Biofilm vs. Planktonic Bacteria

Feature	Biofilm	Planktonic (free-floating)
Organisation	Structured, community-based	Individual cells
Resistance	Highly resistant to antibiotics & host immunity	More susceptible
Gene expression	Altered, cooperative behaviour	Independent survival
Clinical relevance	Chronic, recurrent infections	Acute infections

This explains why dental plaque cannot be fully removed by antibiotics alone and requires mechanical disruption.

Role of Oral Biofilm in Health

Not all biofilms are harmful. Commensal biofilms:

Provide colonisation resistance against pathogens.
Modulate host immune responses.
Contribute to nitrate metabolism (linked with cardiovascular health).

When balanced, oral biofilm supports oral homeostasis. Problems arise when dysbiosis (microbial imbalance) occurs.

Role of Oral Biofilm in Disease

1. Dental Caries

Biofilm bacteria like Streptococcus mutans ferment sugars → produce acids → enamel demineralisation.
Biofilm structure retains acid locally, lowering pH.
Repeated demineralisation leads to cavitation.

2. Gingivitis & Periodontitis

Accumulated biofilm at the gingival margin triggers inflammation (gingivitis).
If uncontrolled, pathogenic subgingival biofilms cause attachment loss, bone resorption, and periodontitis.
P. gingivalis modifies host immune response, leading to chronic destruction.

3. Endodontic Infections

Root canal infections are biofilm-based, resistant to irrigants and antibiotics.
Enterococcus faecalis is a major culprit in failed root canal treatments.

4. Peri-implant Diseases

Biofilm on implants leads to mucositis and peri-implantitis.
Staphylococcus aureus and anaerobes are common.

5. Halitosis (Oral Malodour)

Biofilms on tongue dorsum produce volatile sulphur compounds (hydrogen sulphide, methyl mercaptan).

Resistance of Biofilm Microorganisms

Microorganisms in biofilm are up to 1,000 times more resistant to antimicrobials than planktonic forms. Reasons:

EPS matrix acts as a barrier.
Slow growth rate of bacteria reduces antibiotic effectiveness.
Quorum sensing regulates protective mechanisms.
Presence of persister cells (dormant bacteria tolerant to antibiotics).

Detection and Study of Oral Biofilm

Plaque disclosing agents (erythrosine dye) highlight biofilm on teeth.
Microscopy (light, confocal, electron) shows biofilm structure.
Molecular tools (PCR, sequencing, metagenomics) identify biofilm composition.

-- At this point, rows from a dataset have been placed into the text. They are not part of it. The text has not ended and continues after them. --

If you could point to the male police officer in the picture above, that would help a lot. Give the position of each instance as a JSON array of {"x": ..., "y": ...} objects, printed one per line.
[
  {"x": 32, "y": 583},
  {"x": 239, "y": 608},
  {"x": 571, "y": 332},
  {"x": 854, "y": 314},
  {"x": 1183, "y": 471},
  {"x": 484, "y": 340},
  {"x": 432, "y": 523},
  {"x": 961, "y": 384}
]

Management and Control of Oral Biofilm

Mechanical Methods
- Brushing, flossing, interdental brushes.
- Professional scaling and root planing.
Chemical Methods
- Mouth rinses: chlorhexidine, essential oils, cetylpyridinium chloride.
- Fluoride toothpaste: inhibits bacterial metabolism.
Dietary Measures
- Reduce sugar intake (limits acidogenic bacteria).
- Encourage xylitol-containing products (anti-cariogenic).
Probiotics and Prebiotics
- Lactobacillus and Streptococcus salivarius probiotics may restore microbial balance.
Novel Approaches
- Enzymes that degrade EPS.
- Photodynamic therapy against pathogenic biofilms.
- Vaccines (experimental) against S. mutans and P. gingivalis.

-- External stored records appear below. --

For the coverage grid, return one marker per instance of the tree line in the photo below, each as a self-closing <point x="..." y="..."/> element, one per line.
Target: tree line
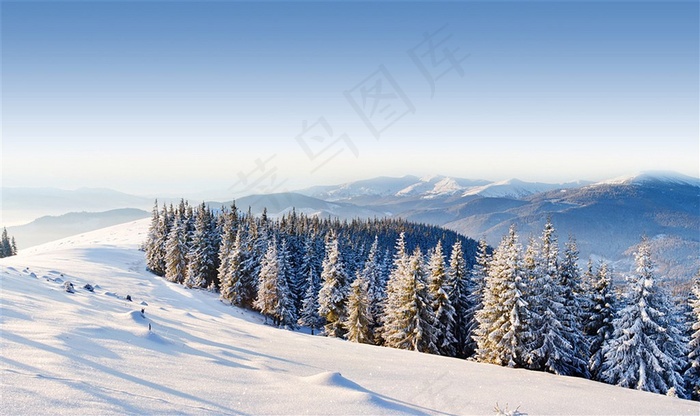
<point x="8" y="247"/>
<point x="370" y="281"/>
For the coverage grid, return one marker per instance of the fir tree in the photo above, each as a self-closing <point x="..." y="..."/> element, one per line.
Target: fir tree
<point x="359" y="319"/>
<point x="156" y="240"/>
<point x="393" y="302"/>
<point x="372" y="273"/>
<point x="201" y="266"/>
<point x="411" y="325"/>
<point x="334" y="290"/>
<point x="439" y="286"/>
<point x="228" y="240"/>
<point x="175" y="253"/>
<point x="267" y="299"/>
<point x="643" y="351"/>
<point x="309" y="311"/>
<point x="500" y="335"/>
<point x="458" y="283"/>
<point x="692" y="374"/>
<point x="599" y="326"/>
<point x="285" y="310"/>
<point x="559" y="345"/>
<point x="7" y="245"/>
<point x="475" y="290"/>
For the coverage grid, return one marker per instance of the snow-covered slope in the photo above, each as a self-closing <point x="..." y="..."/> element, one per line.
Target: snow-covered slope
<point x="516" y="189"/>
<point x="652" y="177"/>
<point x="93" y="353"/>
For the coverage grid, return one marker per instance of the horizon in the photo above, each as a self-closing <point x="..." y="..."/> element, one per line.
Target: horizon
<point x="217" y="195"/>
<point x="261" y="98"/>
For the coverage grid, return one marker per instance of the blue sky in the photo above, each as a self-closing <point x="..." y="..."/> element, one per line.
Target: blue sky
<point x="175" y="97"/>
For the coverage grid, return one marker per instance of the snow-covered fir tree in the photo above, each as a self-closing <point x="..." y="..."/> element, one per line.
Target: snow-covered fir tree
<point x="8" y="247"/>
<point x="558" y="343"/>
<point x="500" y="335"/>
<point x="643" y="351"/>
<point x="458" y="283"/>
<point x="372" y="273"/>
<point x="267" y="298"/>
<point x="333" y="295"/>
<point x="692" y="374"/>
<point x="156" y="240"/>
<point x="358" y="322"/>
<point x="411" y="325"/>
<point x="176" y="252"/>
<point x="392" y="302"/>
<point x="309" y="309"/>
<point x="229" y="233"/>
<point x="201" y="264"/>
<point x="599" y="326"/>
<point x="286" y="311"/>
<point x="475" y="290"/>
<point x="439" y="287"/>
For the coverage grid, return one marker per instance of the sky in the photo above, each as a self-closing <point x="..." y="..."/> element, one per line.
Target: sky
<point x="161" y="97"/>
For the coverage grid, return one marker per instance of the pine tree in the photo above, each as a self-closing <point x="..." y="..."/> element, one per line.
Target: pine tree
<point x="599" y="327"/>
<point x="474" y="294"/>
<point x="439" y="286"/>
<point x="231" y="270"/>
<point x="334" y="290"/>
<point x="643" y="352"/>
<point x="411" y="325"/>
<point x="692" y="374"/>
<point x="175" y="253"/>
<point x="309" y="311"/>
<point x="229" y="234"/>
<point x="500" y="335"/>
<point x="267" y="299"/>
<point x="359" y="319"/>
<point x="458" y="282"/>
<point x="7" y="246"/>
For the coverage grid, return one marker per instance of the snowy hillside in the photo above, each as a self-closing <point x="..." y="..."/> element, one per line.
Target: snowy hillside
<point x="93" y="353"/>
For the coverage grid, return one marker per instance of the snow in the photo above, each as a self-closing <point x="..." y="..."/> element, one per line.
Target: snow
<point x="92" y="353"/>
<point x="653" y="176"/>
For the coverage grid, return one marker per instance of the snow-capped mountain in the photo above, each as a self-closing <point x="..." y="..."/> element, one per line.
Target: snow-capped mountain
<point x="608" y="218"/>
<point x="173" y="350"/>
<point x="432" y="187"/>
<point x="653" y="177"/>
<point x="517" y="189"/>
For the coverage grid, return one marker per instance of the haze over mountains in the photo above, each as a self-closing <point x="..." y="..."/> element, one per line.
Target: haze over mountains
<point x="607" y="218"/>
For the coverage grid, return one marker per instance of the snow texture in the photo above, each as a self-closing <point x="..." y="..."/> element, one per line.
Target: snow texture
<point x="88" y="353"/>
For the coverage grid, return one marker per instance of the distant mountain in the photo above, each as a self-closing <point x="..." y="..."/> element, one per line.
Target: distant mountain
<point x="607" y="218"/>
<point x="429" y="187"/>
<point x="282" y="203"/>
<point x="514" y="188"/>
<point x="50" y="228"/>
<point x="22" y="205"/>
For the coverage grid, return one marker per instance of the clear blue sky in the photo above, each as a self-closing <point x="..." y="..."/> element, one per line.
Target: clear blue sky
<point x="181" y="96"/>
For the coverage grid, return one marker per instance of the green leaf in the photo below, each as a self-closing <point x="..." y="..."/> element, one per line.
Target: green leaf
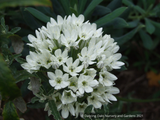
<point x="20" y="104"/>
<point x="8" y="87"/>
<point x="125" y="38"/>
<point x="81" y="5"/>
<point x="119" y="23"/>
<point x="101" y="10"/>
<point x="91" y="7"/>
<point x="54" y="110"/>
<point x="146" y="39"/>
<point x="87" y="111"/>
<point x="14" y="30"/>
<point x="39" y="15"/>
<point x="22" y="75"/>
<point x="128" y="3"/>
<point x="137" y="100"/>
<point x="36" y="105"/>
<point x="156" y="24"/>
<point x="115" y="4"/>
<point x="30" y="20"/>
<point x="133" y="24"/>
<point x="139" y="9"/>
<point x="17" y="43"/>
<point x="65" y="4"/>
<point x="3" y="23"/>
<point x="149" y="26"/>
<point x="35" y="85"/>
<point x="14" y="3"/>
<point x="151" y="2"/>
<point x="102" y="21"/>
<point x="9" y="112"/>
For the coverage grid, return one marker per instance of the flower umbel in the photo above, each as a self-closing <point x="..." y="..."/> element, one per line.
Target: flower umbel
<point x="77" y="60"/>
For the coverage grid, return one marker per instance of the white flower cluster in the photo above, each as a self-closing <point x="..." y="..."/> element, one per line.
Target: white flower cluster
<point x="80" y="58"/>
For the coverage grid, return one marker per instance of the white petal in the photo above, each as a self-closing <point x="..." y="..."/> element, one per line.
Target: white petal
<point x="88" y="89"/>
<point x="65" y="112"/>
<point x="78" y="69"/>
<point x="111" y="97"/>
<point x="65" y="68"/>
<point x="51" y="75"/>
<point x="81" y="90"/>
<point x="71" y="109"/>
<point x="69" y="61"/>
<point x="116" y="65"/>
<point x="113" y="90"/>
<point x="111" y="76"/>
<point x="59" y="73"/>
<point x="76" y="62"/>
<point x="60" y="20"/>
<point x="94" y="83"/>
<point x="97" y="104"/>
<point x="84" y="51"/>
<point x="58" y="52"/>
<point x="52" y="83"/>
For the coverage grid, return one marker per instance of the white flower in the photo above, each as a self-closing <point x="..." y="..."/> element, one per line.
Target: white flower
<point x="69" y="38"/>
<point x="58" y="80"/>
<point x="72" y="68"/>
<point x="47" y="109"/>
<point x="80" y="107"/>
<point x="59" y="58"/>
<point x="57" y="98"/>
<point x="106" y="78"/>
<point x="77" y="58"/>
<point x="86" y="31"/>
<point x="86" y="83"/>
<point x="113" y="63"/>
<point x="73" y="85"/>
<point x="107" y="95"/>
<point x="99" y="90"/>
<point x="95" y="100"/>
<point x="90" y="72"/>
<point x="33" y="63"/>
<point x="87" y="56"/>
<point x="53" y="32"/>
<point x="45" y="60"/>
<point x="68" y="97"/>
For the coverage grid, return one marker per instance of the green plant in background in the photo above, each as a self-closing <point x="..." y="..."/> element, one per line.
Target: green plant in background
<point x="144" y="13"/>
<point x="135" y="25"/>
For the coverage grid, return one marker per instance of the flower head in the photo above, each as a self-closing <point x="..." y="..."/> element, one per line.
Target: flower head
<point x="77" y="59"/>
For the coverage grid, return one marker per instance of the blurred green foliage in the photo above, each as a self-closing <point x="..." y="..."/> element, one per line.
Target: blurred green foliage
<point x="134" y="24"/>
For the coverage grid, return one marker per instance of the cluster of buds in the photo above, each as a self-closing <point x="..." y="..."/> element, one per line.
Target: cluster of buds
<point x="79" y="60"/>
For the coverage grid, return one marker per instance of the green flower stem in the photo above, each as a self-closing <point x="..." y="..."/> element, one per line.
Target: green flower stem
<point x="137" y="100"/>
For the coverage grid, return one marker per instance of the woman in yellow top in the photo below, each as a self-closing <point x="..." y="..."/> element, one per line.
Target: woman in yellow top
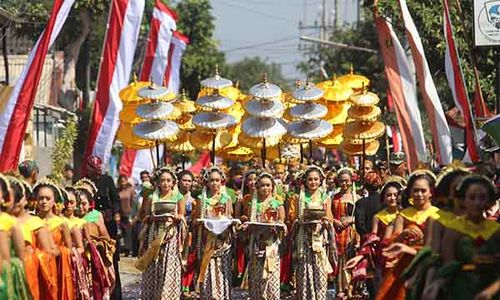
<point x="164" y="234"/>
<point x="408" y="234"/>
<point x="39" y="258"/>
<point x="47" y="194"/>
<point x="11" y="248"/>
<point x="315" y="248"/>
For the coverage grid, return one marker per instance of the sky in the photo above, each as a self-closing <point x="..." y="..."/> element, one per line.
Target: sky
<point x="270" y="28"/>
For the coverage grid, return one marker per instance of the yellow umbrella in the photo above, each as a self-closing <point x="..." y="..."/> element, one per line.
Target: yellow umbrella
<point x="354" y="81"/>
<point x="182" y="144"/>
<point x="238" y="154"/>
<point x="129" y="95"/>
<point x="130" y="140"/>
<point x="364" y="98"/>
<point x="333" y="139"/>
<point x="357" y="131"/>
<point x="251" y="142"/>
<point x="335" y="91"/>
<point x="337" y="113"/>
<point x="185" y="122"/>
<point x="128" y="115"/>
<point x="371" y="148"/>
<point x="202" y="140"/>
<point x="364" y="113"/>
<point x="184" y="104"/>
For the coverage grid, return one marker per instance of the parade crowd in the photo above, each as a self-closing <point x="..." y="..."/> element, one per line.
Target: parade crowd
<point x="292" y="230"/>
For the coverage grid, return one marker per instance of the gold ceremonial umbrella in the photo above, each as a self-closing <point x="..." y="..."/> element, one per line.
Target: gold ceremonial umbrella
<point x="203" y="139"/>
<point x="354" y="81"/>
<point x="364" y="113"/>
<point x="129" y="140"/>
<point x="368" y="131"/>
<point x="371" y="148"/>
<point x="335" y="91"/>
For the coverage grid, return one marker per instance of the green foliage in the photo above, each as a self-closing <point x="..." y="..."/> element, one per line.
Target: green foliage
<point x="197" y="22"/>
<point x="249" y="71"/>
<point x="63" y="150"/>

Clinical Relevance for Dentists

Successful dental treatment requires biofilm control.
Antibiotics alone are ineffective; mechanical removal is essential.
Preventive dentistry (fluoride, sealants, patient education) targets biofilm-related caries.
Periodontal therapy focuses on disrupting subgingival biofilms.
Implant maintenance relies on strict biofilm control to prevent peri-implantitis.

Oral biofilm is the cornerstone of dental microbiology and clinical dentistry. It is a highly organised microbial community that contributes to both oral health and disease. While balanced biofilms help maintain oral homeostasis, dysbiotic biofilms drive caries, periodontal disease, endodontic failures, and peri-implantitis.